Before the end credits, the message "For ESTELLE Thanks For So Much" is shown in dedication to Estelle Endler, one of the executive producers of the film, who died during production. She was Dangerfield's long-time manager, who helped him get into films such as Caddyshack.

==Reception==
Back to School yielded $91.3 million domestically, and was the sixth highest-grossing film of 1986, as well as the second highest grossing comedy film of the year, behind Crocodile Dundee (records state that in addition to the rental and theatrical gross it received, it went on to gross $108,634,920 globally).

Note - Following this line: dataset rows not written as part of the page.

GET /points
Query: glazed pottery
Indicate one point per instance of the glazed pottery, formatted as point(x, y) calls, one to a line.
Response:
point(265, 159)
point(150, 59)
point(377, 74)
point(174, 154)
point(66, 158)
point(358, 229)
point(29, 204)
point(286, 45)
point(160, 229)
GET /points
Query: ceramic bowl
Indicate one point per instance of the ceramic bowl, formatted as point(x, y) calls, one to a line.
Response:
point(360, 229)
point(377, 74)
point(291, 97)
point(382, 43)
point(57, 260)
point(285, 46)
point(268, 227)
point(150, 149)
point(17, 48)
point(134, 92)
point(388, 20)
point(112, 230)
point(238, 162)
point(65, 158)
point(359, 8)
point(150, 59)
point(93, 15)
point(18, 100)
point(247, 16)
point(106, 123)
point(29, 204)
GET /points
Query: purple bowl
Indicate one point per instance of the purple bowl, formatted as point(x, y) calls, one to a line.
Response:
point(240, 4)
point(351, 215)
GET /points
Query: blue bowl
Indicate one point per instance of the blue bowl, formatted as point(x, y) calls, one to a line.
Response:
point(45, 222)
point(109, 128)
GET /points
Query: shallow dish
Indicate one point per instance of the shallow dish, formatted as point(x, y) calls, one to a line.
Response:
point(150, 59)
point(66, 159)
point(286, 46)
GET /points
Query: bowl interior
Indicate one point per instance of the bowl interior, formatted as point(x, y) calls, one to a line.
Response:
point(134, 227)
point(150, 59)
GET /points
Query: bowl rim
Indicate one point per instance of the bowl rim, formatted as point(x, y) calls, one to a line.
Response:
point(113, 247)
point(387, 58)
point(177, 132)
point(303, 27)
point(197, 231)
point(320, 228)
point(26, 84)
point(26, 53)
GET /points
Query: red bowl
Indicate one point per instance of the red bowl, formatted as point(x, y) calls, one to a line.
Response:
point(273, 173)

On Rotten Tomatoes, the film holds an 81% rating based on 73 reviews, with an average rating of 6.50/10. The site's consensus reads, "Back to School gives Rodney Dangerfield plenty of room to riff—and supports the freewheeling funnyman with enough of a story to keep things interesting between punchlines." On Metacritic it has a score of 68 out of 100 based on reviews from 9 critics, indicating "generally favorable" reviews. Audiences polled by CinemaScore gave the film an average grade of "A−" on an A+ to F scale.

Kevin Thomas of the Los Angeles Times noted that "Dangerfield seems to be setting the film's brisk pace and flawless timing himself." Nina Darnton wrote in The New York Times that "the film is a good-natured potpourri of gags, funny bits, populist sentiment and anti-intellectualism." Roger Ebert's Chicago Sun-Times three-star review described the film as "routine but pleasant", yet elevated by Dangerfield's persona: "This is exactly the sort of plot Marx or Fields could have appeared in. Dangerfield brings it something they might also have brought along: a certain pathos."

==Soundtrack==

The soundtrack was released on MCA, available in LP or Cassette (no CD), but cues from the score were released that year with selections from the score of Pee-wee's Big Adventure (both re-recordings made in London) on CD.

| No. | Title | Writer(s) | Performer(s) | Length |
|---|---|---|---|---|
| 1. | "Back to School" | Richard Wolf & Mark Leonard | Jude Cole | 4:16 |
| 2. | "Educated Girl" | Bobby Caldwell & Randy Goodrum | Bobby Caldwell | 4:07 |
| 3. | "Learnin' and Livin'" | David Tyson & Eddie Schwartz | Tyson & Schwartz | 3:25 |
| 4. | "Everybody's Crazy" (from Everybody's Crazy, 1985) | Bolton | Michael Bolton | 4:37 |
| 5. | "I'll Never Forget Your Face" | Richard Wolf & Wayne Perkins | Phillip Ingram | 4:07 |
| 6. | "Twist and Shout" (Isley Brothers cover, original 1962) | Phil Medley, Bert Russell | Rodney Dangerfield | 2:51 |
| 7. | "Dead Man's Party" (from Dead Man's Party, 1985) | Danny Elfman | Oingo Boingo | 6:17 |
| 8. | "On My Way" | David Tyson & Eddie Schwartz | Tyson & Schwartz | 3:30 |
| 9. | "Respect" (from I Never Loved a Man the Way I Love You, 1967) | Otis Redding | Aretha Franklin | 2:24 |

==In popular culture==
The competition scene was parodied in the music video for Canadian rock band Sum 41's 2001 single "In Too Deep".